Today is a guest post by my Indianapolis blog friend Jill. She has some awesomely creative ways of making your child’s train table a winterscape playset perfect for a Disney’s Frozen Playscape! She’s sharing how to upcycle your son’s Train Table into a Frozen Playset for your daughter. My affiliate links are used in this post.
I have a 9-year-old train lover who hasn’t outgrown trains, but did outgrow his Thomas trains a few years ago. I left his train table in my daughter’s playroom for her to use for her various girl playsets – Disney Princesses, Strawberry Shortcake and Littlest Pet Shop.The interesting thing is that when it was still a train table, I got this great idea at Christmas to flip over the board, paint it white (for snow), and use it for our Polar Express Wooden Train Set. I felt it was one of those awesome ideas that I should share with the world, but, I didn’t have the right blog! But, it was pretty awesome and my son loved it!It was the winter snow side of the table that spurred another great idea this spring – make the train table into a wintery Disney’s FROZEN playscape! Here is what we did:
First, flip over the top of your train table board and paint the underside of it white.
Next, go to your local Goodwill (or dig through your toybox) and find a couple of those simple fold-out castles. For Elsa’s ice castle, I spray painted one silver and sprinkled on glitter while it was still wet.
For Arendelle Castle, I used the castle below because I wanted one that had some tower rooftops to paint green so that it even if it was not the same design, the colors would make it seem authentic.

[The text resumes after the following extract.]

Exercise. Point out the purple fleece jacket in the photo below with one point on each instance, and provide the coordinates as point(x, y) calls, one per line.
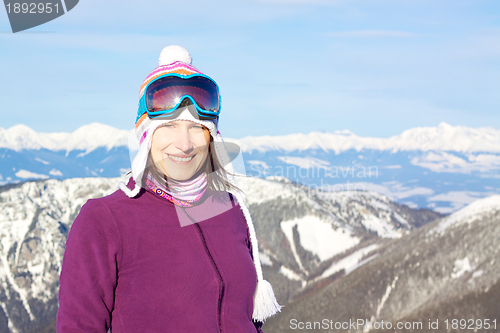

This was the part that I allowed my daughter to help with. First, I spray painted the entire castle a flat gray, and removed the doors and spray painted them gold. When I was done, I mixed some acrylic paints to get the shade of green I wanted in a small cup. Then I let my daughter paint the rooftops. She was really excited!
Next, I got out my Polar Express Train set and found some of the accessories to use. Most of what makes the scene are the snow-covered evergreen trees. You can find these at hobby stores in the toy train section. I also used some wood-block houses, and those are also found in craft stores, but also easy to make yourself.
We put Elsa’s castle up on our train mountain. That may be difficult, but I were making one from scratch, I would probably get a shoe box and scrunch up a brown paper sack on the outsides to look the the side of a mountain, and spray paint it. Then I would just set Elsa’s Castle on top!My daughter already had the Polly-pocket-sized Disney Frozen set that came with Elsa, Anna, Kristoff, Hans, Olaf & Sven. You can pick some up at Amazon HERE.
When all the paint was dry, we set it up and she was in heaven!Are your kids obsessed with Frozen like mine? Have you created a Disney’s Frozen Playscape?
Jill Levenhagen is a busy mom who truly believes in balance, and loves to talk about her mom successes on her friend’s blogs. On her website Blog Chicka Blog, she teaches bloggers about bettering their photography and wants to convince the blog-world to use her favorite editing program, Lightroom! Blog Chicka Blog also sells Jill’s original photography as stock photos for just one dollar! Be sure to follow her on Facebook | Google+ | Pinterest.
Ken says
That was really wonderful. I love your idea of transforming the train board into white and using it as a r Polar Express Wooden Train Set. Keep posting such interesting blogs 🙂
Priscilla says
Thank you for sharing! The castles for frozen are all horribly made or sold out! My daughter loves frozen but needs a castle! Many Thanks!!!
Kelly says
What kind of paint did you use for the surface of the table? Thank you!